Con l'entrata in vigore del nuovo codice penale, il primo marzo del 1994, i poteri discrezionali del giudice in materia di sanzioni sono stati ulteriormente implementati. Il nuovo codice ha infatti eliminato i limiti minimi edittali, tranne che in materia criminale, e, di conseguenza, le circostanze attenuanti. Questa decisione è stata adottata per permettere una maggiore flessibilità nella scelta della sanzione. Il codice detta pertanto solo il limite massimo di pena che può essere inflitta ad un colpevole, entro questa soglia spetta al giudice determinare la pena da irrogare sulla base delle considerazioni in ordine alla personalità dell'individuo e alle circostanze del fatto. Non essendoci un minimo edittale, non sono più necessarie neanche le circostanze attenuanti. Queste saranno autonomamente valutate dal giudice. Il limite edittale massimo è il limite che rispecchia il massimo disvalore che può essere attribuito ad un comportamento criminoso, è la colpevolezza che costituisce il limite invalicabile entro il quale devono attenersi le istanze preventive. E la colpevolezza si esprime non solo nella personalità della responsabilità penale, imponendo sia il divieto di configurare una responsabilità per fatto altrui che il divieto di configurare una responsabilità oggettiva, ma anche nelle esigenze d'individualizzazione che sono sollecitate dalla funzione rieducativa della pena. (28) Se la colpevolezza è il massimo che si può rimproverare all'autore di un fatto di reato, le circostanze attinenti sia alla gravità del fatto che alla personalità del suo autore, non possono che portare verso il basso la quantità di pena da infliggere.

La discrezionalità giudiziale nella scelta della sanzione è diventata un principio, codificato all'articolo 132-24 del code pénal. Questa norma afferma che il giudice, all'interno dei limiti fissati dalla legge, pronuncia una pena e ne fissa il regime in considerazione delle circostanze dell'infrazione e della personalità del colpevole. Quindi, è compito del giudice adeguare la sanzione alle esigenze della personalità del condannato. A prima vista, il primo comma dell'articolo in esame non sembra discostarsi molto dall'articolo 133 del codice penale, potendo facilmente accostare i criteri della gravità del reato e della capacità a delinquere ai criteri delle circostanze dell'infrazione e della personalità del colpevole. Quindi, si tratta semplicemente di quei criteri di commisurazione della pena che devono servire a guidare la discrezionalità giudiziale nella scelta della sanzione.

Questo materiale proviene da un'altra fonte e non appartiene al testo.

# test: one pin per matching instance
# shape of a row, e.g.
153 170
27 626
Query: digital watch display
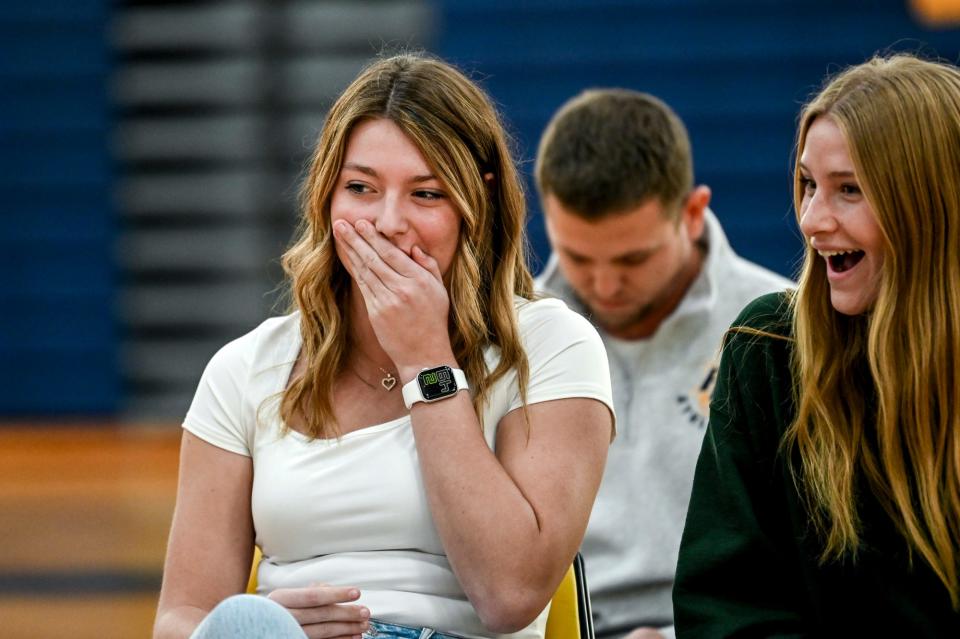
434 384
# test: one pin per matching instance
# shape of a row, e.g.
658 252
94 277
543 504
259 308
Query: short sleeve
566 356
217 414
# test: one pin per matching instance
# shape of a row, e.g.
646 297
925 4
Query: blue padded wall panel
58 336
736 71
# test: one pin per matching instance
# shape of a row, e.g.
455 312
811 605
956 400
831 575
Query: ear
694 211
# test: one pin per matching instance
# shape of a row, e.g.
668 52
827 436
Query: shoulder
769 313
756 356
551 317
263 347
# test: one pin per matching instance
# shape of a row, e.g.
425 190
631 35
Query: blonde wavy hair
877 393
457 129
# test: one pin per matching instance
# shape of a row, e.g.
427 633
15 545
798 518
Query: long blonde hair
877 393
458 131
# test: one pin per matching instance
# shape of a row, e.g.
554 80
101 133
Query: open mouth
842 261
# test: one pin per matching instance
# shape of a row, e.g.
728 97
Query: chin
851 306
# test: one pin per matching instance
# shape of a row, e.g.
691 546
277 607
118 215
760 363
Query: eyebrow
642 253
832 174
366 170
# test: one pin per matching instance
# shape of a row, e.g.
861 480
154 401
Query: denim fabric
384 630
248 617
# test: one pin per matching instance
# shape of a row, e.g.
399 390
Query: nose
392 218
817 216
607 282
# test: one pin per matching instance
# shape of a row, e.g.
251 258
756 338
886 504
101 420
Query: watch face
437 383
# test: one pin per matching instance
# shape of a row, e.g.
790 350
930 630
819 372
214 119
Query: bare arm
211 539
511 523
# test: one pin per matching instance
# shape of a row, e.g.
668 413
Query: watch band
434 384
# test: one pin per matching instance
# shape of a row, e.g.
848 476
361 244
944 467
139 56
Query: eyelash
430 195
360 189
850 189
357 187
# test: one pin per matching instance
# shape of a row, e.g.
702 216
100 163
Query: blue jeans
256 617
248 617
384 630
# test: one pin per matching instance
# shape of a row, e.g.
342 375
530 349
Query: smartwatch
434 384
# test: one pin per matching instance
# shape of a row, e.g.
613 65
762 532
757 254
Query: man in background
637 250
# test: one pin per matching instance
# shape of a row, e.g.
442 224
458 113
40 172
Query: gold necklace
388 381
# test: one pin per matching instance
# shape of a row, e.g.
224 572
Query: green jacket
748 562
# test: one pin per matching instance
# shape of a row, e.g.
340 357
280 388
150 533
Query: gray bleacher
219 104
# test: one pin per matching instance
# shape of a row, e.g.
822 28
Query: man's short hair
609 150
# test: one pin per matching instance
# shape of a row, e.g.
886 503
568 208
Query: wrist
434 384
408 371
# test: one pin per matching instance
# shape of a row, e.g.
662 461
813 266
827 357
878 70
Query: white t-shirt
353 511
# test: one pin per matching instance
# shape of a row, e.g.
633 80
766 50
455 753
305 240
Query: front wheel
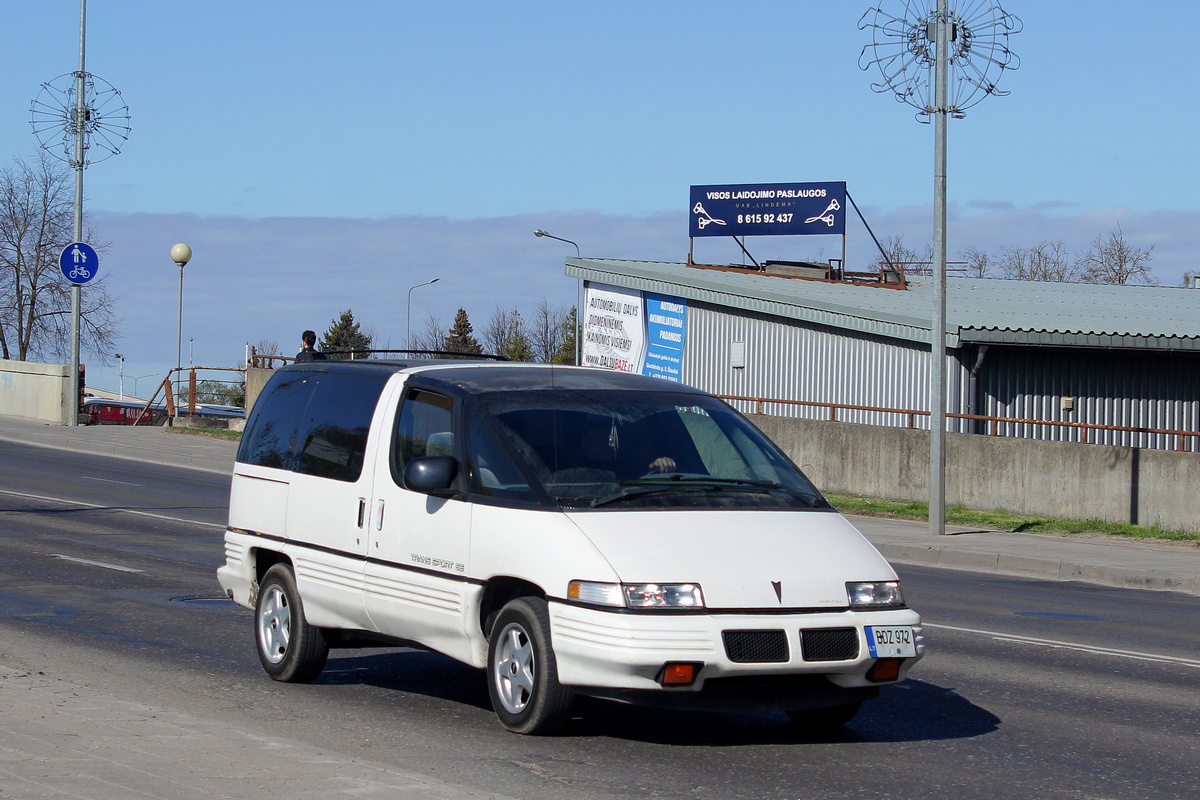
522 675
289 649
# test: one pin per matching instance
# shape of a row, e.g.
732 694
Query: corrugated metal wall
1141 390
791 360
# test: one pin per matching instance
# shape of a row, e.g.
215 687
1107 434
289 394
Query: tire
289 649
522 674
827 719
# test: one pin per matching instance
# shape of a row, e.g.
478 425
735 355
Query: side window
423 428
333 437
273 425
493 474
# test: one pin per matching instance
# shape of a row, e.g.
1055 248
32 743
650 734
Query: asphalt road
1031 689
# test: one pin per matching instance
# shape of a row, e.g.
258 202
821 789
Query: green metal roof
978 310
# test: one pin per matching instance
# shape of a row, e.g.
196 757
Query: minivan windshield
646 449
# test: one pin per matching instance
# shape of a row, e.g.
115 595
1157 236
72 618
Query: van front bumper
622 654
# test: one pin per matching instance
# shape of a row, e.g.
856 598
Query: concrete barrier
35 391
1026 476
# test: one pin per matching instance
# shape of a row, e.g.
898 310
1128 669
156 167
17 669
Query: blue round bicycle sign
79 263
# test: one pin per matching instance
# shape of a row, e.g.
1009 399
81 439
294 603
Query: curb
1031 566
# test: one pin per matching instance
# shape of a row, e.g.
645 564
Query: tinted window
313 423
333 439
275 419
423 428
493 474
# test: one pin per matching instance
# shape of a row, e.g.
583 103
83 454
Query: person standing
309 350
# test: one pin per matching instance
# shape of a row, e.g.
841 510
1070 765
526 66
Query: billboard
642 332
767 210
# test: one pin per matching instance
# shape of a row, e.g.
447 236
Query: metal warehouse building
1119 356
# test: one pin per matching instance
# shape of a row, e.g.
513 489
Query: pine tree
345 334
567 349
460 338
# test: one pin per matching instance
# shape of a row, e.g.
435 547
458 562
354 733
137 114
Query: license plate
891 642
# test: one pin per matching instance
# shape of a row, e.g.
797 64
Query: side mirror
431 475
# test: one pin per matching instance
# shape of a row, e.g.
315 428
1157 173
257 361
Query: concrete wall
1050 479
35 391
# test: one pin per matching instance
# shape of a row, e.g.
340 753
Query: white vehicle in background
570 530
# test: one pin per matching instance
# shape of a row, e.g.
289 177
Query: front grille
829 643
755 647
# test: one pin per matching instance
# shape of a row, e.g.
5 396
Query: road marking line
105 480
103 507
1074 645
107 566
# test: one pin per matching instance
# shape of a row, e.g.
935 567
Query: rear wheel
828 719
522 674
289 649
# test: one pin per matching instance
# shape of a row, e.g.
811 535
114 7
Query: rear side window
275 420
333 439
315 423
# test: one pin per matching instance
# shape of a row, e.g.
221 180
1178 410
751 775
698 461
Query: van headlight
637 595
875 594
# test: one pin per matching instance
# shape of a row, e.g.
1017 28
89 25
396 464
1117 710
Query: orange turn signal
678 674
885 669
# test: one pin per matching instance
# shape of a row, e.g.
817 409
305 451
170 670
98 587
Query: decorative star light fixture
904 50
940 56
85 132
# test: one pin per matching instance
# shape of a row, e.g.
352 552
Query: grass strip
213 433
1001 519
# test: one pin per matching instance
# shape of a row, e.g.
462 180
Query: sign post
79 265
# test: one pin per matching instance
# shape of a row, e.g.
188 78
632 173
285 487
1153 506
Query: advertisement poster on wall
634 331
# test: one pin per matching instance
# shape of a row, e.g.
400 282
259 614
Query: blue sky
325 156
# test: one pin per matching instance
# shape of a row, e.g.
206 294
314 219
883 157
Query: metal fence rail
999 426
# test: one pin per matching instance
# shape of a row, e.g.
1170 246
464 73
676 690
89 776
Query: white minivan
570 530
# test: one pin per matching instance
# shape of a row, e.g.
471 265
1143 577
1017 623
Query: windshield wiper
683 477
642 487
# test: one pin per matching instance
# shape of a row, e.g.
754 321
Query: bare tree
978 263
431 335
505 335
36 222
547 331
1045 262
1114 260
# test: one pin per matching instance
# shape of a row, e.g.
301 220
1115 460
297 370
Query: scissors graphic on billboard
706 218
827 215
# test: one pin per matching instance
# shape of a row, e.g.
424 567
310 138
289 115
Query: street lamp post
181 254
579 300
540 233
408 313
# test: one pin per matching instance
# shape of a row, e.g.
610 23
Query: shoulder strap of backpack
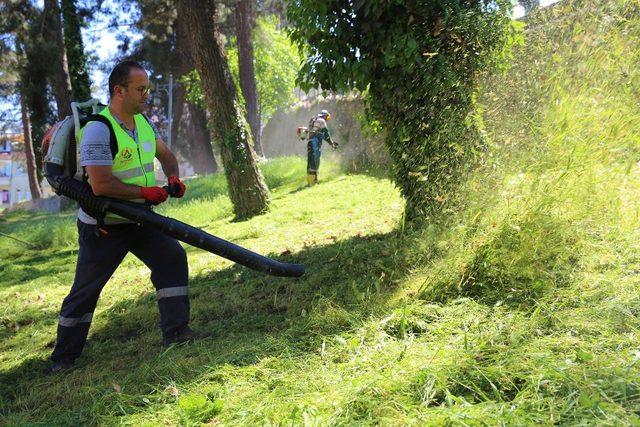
113 142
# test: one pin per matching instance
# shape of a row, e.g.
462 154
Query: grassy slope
521 308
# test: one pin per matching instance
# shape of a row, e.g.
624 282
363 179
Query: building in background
14 181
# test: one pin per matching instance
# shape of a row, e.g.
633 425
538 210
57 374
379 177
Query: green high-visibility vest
133 161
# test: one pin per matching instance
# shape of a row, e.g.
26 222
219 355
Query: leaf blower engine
61 167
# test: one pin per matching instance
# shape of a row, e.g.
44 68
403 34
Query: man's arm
167 160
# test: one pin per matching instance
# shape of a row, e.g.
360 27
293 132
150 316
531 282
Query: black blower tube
82 193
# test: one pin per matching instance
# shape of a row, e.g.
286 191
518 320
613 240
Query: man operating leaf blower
114 184
125 171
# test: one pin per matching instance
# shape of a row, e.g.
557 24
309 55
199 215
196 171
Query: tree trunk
178 109
59 71
202 158
247 189
529 5
34 185
77 59
244 25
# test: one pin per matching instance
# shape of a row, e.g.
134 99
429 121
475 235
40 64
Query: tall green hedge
419 63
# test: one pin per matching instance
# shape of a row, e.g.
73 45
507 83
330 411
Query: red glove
155 195
177 188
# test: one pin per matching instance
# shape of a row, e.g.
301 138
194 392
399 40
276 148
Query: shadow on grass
251 315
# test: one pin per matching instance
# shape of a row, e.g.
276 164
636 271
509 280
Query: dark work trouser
313 155
98 258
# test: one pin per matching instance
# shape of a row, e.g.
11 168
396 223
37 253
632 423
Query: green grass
519 307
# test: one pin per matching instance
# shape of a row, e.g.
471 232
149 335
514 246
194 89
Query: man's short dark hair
120 74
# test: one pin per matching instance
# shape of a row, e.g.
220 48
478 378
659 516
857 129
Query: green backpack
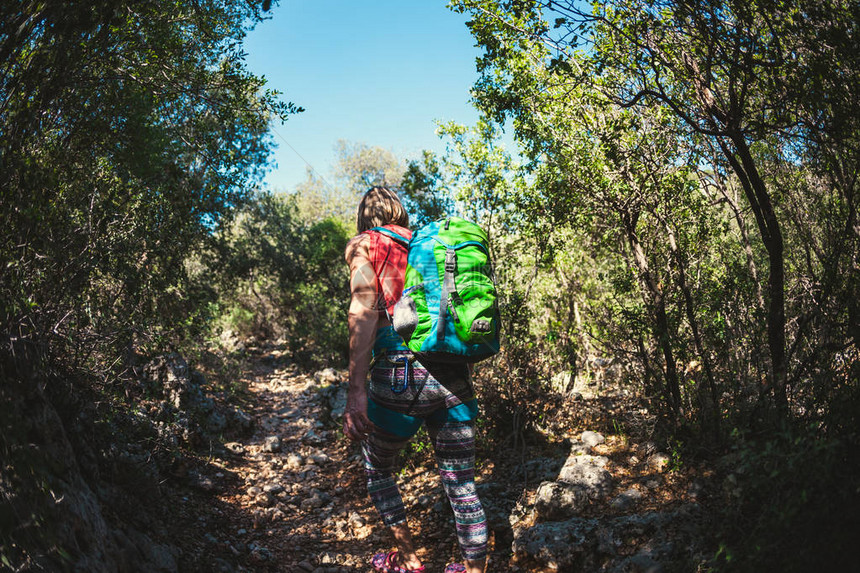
449 311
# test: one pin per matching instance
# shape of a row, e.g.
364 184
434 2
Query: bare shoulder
358 247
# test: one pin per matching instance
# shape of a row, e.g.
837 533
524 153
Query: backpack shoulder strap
392 234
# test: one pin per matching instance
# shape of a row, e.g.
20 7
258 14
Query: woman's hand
356 424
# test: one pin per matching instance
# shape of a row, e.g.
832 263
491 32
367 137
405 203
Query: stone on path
591 439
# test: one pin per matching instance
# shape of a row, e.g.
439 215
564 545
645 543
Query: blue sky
376 72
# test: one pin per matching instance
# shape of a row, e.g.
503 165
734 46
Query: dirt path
291 496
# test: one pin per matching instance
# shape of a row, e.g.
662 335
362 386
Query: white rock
591 439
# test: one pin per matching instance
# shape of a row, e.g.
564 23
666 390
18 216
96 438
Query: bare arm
363 318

Tuttavia, l'art. 132-24 inaugura una sezione del codice penale francese interamente dedicata ai modi di personalizzazione della pena. (29) Va preliminarmente detto che il termine "personnalisation" è stato preferito al termine "individualizzazione" in ragione dell'introduzione della responsabilità penale delle persone giuridiche, (30) dato che i modi di personalizzazione della pena incidono anche sulle sanzioni che colpiscono gli enti giuridici e il termine individualizzazione si riferisce soltanto alle persone fisiche. I modi di personalizzazione della pena elencati dal codice penale sono: la semilibertà, il placement à l'extérieur, la sorveglianza elettronica, il fractionnement della pena, e altre misure sospensive come la sospensione condizionale semplice, con messa alla prova oppure accompagnata dal lavoro d'interesse generale, il rinvio della pena e l'aggiornamento. A mio avviso, ciò significa che il principio di personalizzazione delle pene non è concepito soltanto come criterio per individuare la pena all'interno di una cornice edittale, ma si estende a impegnare il giudice nel valutare anche le modalità, più o meno gravose, di esecuzione della pena detentiva, o l'opportunità stessa di eseguirla oppure sospenderla. Sono le esigenze della personalità del condannato che devono essere tenute in considerazione nella scelta della sanzione più equa possibile.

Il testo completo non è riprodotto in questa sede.